Как сказано, при осуществлении художественной системы, в кото­рой работает Някрошюс, ассоциации могут быть как неожиданными, так и банальными; образы как многозначными, так и скудными. Поэто­му без своего рода ответственности художника все же вряд ли можно обойтись. Сказанное, впрочем, относится далеко не к одному только Някрошюсу и его новой шекспировской постановке. Именно "Макбет" то ли своей тематической и образной ясностью, то ли композиционной простотой и краткостью (в сравнении с другими шекспировскими тра­гедиями), как показывает практика театра и кино, провоцирует худож­ников на поиск, заставляет демонстрировать разнообразие исходных намерений и художественных результатов.

"Эту пьесу", как из суеверия называют "Макбета" англоязычные актеры, часто ставили в разгар войн (Гастон Бати в 1942-м) и при под­ведении их горестных итогов (Орсон Уэллс в кино в 1948-м). В то же время к "шотландской трагедии" Шекспира нередко обращались из же­лания создать "большое зрелище": Малый театр с М. Царевым и Е. Го­голевой в главных ролях, на экране — Роман Поланский. Пышное, но несколько уплощенное прочтение трагедии было трактовано им в излюб­ленном стиле "фильмов ужасов", из которого, правда, выбивались Джон Финч—Макбет и Франческа Аннис—леди Макбет. Одновременно воз­никают постановки, в которых "Макбет" предстает в поэтически преоб­раженном виде, с очевидно смещенными смысловыми и даже нравствен­ными акцентами. Тот же Уэллс снял в свое время грандиозный фильм-мистерию, тяготевший в равной степени к языческой и к христианской мифологии. Заселив картину гигантами—грешниками и праведниками, загромоздив кадр циклопическими постройками, наполнив подземными гулами, Уэллс заставил своего Макбета бросить вызов не только мора­ли, но и миропорядку как таковому, отчего постановка американского режиссера обрела поэтическую мощь и богоборческое звучание. Питер Холл вместе с Полом Скофилдом в спектакле Королевского Шекспи­ровского театра, сочетавшем рафинированный интеллектуализм с ин­тенсивной символикой, превратили шотландского тана в добровольного мученика идеи зла (без которой неопределима сущность добра и про­блематично само его существование), в своего рода Иуду поневоле.
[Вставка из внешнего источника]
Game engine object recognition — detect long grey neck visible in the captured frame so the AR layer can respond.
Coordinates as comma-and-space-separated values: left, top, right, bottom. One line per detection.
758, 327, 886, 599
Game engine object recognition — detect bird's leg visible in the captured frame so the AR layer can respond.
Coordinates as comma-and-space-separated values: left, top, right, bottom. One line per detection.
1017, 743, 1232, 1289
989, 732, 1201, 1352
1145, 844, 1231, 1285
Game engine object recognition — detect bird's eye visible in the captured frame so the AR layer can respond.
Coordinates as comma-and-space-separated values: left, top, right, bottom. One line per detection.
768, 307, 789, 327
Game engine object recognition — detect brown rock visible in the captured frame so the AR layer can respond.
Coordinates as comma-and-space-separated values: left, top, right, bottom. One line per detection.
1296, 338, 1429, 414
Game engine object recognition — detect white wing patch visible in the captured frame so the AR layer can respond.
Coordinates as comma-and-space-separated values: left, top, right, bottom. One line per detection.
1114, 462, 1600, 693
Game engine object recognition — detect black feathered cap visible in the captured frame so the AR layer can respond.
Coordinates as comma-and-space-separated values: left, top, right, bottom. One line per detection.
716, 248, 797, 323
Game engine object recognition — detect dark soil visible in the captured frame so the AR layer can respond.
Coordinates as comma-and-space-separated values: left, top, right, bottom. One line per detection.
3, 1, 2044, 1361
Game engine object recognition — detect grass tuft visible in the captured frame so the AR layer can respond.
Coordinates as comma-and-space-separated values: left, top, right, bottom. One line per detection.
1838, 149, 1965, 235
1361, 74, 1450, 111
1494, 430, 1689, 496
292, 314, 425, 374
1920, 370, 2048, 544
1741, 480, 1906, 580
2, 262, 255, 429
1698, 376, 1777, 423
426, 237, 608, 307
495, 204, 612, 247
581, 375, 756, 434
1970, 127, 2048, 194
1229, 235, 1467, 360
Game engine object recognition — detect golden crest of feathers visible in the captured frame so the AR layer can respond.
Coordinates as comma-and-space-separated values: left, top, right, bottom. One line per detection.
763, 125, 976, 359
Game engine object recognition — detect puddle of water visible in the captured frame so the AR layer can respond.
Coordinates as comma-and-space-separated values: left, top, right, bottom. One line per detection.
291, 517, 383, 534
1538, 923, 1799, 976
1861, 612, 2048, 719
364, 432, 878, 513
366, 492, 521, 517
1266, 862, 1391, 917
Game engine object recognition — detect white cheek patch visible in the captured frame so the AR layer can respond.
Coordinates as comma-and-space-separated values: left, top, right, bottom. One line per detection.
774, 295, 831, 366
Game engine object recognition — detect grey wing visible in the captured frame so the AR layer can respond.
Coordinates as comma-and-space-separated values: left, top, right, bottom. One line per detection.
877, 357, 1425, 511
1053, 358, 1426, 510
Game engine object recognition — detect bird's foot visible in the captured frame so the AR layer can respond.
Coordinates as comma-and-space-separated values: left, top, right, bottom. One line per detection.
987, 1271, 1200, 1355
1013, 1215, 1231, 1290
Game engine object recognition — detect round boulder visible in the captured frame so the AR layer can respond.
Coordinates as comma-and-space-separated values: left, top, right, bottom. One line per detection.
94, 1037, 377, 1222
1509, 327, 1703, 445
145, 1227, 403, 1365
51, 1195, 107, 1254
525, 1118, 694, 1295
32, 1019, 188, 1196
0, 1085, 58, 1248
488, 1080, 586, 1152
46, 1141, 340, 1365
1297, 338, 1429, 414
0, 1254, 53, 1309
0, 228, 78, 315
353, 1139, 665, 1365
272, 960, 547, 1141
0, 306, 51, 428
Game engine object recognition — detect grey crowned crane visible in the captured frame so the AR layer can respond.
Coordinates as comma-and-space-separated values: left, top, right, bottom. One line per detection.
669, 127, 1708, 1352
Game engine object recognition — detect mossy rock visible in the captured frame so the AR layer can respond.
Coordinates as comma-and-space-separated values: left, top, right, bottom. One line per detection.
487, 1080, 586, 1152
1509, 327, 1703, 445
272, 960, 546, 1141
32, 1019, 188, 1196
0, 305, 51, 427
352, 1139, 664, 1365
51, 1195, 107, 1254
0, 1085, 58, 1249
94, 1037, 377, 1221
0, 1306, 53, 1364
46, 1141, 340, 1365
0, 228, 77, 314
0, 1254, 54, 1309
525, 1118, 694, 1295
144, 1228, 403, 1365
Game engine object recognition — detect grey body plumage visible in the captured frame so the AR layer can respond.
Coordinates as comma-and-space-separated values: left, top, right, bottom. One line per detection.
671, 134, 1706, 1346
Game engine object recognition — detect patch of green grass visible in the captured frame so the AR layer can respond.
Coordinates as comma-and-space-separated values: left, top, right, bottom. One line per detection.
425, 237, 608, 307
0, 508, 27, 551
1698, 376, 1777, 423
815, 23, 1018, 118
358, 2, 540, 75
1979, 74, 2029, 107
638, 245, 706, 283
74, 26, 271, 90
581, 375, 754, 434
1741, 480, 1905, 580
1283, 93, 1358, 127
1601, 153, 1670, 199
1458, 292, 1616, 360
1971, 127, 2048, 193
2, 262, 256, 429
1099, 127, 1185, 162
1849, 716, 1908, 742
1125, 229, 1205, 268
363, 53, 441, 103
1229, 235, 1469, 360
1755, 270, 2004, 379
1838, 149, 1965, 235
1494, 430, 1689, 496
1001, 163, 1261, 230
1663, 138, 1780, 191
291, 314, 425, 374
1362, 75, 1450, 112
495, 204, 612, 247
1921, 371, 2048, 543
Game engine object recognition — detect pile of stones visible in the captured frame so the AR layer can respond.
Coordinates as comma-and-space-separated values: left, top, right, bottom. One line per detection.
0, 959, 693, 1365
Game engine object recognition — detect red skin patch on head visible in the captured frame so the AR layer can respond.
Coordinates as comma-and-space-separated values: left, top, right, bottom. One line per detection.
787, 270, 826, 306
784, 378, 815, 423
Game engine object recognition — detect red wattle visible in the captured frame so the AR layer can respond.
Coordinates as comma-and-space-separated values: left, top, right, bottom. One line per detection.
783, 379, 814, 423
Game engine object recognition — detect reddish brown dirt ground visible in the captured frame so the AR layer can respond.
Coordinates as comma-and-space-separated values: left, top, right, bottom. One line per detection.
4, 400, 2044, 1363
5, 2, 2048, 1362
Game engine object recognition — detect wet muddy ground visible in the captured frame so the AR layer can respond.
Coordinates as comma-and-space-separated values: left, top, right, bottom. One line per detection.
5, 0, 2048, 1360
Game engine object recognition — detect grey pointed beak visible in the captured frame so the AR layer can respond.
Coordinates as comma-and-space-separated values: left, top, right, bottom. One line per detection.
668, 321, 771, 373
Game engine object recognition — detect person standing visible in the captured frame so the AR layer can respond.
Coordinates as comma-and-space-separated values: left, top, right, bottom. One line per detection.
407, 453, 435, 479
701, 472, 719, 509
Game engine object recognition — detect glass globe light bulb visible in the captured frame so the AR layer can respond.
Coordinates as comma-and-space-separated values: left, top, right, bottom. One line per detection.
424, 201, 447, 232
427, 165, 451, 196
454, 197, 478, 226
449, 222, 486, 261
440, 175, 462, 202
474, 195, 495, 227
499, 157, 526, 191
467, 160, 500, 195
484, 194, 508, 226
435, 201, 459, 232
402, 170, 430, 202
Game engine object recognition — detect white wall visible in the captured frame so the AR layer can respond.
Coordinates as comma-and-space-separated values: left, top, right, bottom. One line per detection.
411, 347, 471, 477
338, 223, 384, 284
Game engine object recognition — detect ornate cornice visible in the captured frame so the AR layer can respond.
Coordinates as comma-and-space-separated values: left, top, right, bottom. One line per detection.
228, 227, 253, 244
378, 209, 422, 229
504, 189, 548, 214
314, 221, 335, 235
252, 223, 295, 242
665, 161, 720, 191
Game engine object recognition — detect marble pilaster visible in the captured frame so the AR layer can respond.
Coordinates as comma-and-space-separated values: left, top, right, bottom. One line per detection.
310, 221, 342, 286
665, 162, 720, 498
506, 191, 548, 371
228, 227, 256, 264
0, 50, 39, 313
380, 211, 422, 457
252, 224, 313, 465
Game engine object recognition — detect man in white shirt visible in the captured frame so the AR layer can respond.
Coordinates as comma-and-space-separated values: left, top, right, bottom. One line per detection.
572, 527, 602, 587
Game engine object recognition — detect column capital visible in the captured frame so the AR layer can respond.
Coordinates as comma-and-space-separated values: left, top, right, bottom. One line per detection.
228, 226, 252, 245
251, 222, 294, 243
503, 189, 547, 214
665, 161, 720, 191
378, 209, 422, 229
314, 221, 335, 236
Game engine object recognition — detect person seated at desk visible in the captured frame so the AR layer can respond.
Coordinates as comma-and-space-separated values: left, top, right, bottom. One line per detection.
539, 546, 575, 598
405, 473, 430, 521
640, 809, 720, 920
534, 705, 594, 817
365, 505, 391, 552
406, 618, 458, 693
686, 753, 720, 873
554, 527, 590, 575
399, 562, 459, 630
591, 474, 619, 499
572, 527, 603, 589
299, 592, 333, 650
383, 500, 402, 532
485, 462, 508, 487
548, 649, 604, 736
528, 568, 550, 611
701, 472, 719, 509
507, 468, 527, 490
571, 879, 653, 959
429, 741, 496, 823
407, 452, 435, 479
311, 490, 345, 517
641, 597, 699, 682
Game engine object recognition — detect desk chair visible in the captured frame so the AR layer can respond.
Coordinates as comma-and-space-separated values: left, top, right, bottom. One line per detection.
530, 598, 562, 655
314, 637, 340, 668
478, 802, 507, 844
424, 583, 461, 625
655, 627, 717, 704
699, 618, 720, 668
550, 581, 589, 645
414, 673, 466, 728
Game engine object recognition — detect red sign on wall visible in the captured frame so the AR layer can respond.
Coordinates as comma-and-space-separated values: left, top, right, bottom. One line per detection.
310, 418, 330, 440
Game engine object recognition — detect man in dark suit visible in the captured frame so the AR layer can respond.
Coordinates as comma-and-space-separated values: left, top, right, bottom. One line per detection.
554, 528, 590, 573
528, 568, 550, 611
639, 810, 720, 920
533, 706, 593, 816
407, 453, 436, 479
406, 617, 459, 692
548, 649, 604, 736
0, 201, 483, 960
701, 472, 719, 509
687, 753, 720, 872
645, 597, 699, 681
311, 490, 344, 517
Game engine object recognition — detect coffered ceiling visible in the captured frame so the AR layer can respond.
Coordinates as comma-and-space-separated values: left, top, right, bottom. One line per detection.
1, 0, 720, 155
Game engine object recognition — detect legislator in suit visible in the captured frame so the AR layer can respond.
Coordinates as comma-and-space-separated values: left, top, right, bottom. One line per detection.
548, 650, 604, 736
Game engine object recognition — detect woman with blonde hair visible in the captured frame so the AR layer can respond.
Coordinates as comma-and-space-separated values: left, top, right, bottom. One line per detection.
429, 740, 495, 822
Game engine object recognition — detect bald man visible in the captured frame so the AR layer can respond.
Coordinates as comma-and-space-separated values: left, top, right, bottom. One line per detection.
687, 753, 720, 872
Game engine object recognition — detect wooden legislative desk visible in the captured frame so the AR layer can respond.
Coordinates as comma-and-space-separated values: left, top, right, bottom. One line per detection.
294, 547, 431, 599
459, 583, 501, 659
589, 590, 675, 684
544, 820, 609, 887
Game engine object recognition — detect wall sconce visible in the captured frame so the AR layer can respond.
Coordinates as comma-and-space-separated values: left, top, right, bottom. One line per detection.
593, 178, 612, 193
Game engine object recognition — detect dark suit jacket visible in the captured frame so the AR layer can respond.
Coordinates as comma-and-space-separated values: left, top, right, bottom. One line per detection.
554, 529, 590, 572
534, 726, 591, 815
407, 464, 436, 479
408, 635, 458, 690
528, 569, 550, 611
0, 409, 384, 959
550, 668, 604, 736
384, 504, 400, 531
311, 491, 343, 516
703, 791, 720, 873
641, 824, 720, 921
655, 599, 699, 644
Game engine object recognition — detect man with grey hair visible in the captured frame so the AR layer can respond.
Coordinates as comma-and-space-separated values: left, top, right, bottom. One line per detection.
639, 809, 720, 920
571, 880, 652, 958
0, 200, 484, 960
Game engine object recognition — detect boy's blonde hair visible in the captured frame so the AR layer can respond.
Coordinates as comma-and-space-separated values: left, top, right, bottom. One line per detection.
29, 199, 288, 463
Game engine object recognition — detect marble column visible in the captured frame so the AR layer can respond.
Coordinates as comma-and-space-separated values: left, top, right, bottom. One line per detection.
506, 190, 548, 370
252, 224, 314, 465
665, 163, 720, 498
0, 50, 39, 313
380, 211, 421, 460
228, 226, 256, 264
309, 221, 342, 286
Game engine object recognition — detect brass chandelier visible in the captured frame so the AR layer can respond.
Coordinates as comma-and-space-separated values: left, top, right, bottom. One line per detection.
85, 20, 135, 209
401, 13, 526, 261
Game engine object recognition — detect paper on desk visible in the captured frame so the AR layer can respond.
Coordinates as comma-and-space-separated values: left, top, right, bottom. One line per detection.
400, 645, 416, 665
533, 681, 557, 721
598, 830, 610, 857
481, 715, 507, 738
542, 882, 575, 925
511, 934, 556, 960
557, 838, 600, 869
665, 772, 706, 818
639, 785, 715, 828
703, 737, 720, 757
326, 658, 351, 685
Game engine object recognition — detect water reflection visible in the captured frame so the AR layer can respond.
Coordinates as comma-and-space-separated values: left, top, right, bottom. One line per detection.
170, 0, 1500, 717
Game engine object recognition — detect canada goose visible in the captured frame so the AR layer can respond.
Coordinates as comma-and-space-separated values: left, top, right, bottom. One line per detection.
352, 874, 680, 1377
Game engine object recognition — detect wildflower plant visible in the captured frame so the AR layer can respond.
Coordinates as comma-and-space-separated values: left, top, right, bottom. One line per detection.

Трагедия неизменно влечет к себе образными возможностями и особой поэтической силой. Пьеса обнажает скрытые тайники души, ро­довые свойства натуры, секреты психики (неслучайно с течением вре­мени все явственнее обнаруживается духовное родство "Макбета" с од­ним из самых захватывающих и экзистенциально-значимых "нравствен­ных романов" мировой литературы — с "Преступлением и наказанием" Федора Достоевского).

Появление все новых и новых художественных прочтений не толь­ко расширяет наше представление о Шекспире, но и раскрывает неисчер­паемые возможности самого сценического искусства. Можно, конечно, сказать, что "Макбет"—это далеко не "Гамлет", а потому, как бы режис­сер ни старался, содержательный и художественный объем спектаклей и фильмов, поставленных по этим пьесам, изначально несопоставим. Од­нако достаточно сравнить "Гамлета" Дзеффирелли, при всех достоинст­вах Мела Гибсона в главной роли, с давним фильмом Акиры Куросавы 'Трон в крови" (1957), чтобы понять, сколько неизведанного хранит эта пьеса, чтобы ощутить, как по всем без исключения показателям скром­ный черно-белый фильм японского режиссера наголову бьет супербое­вик всемирно признанного изготовителя костюмных гран-спектаклей.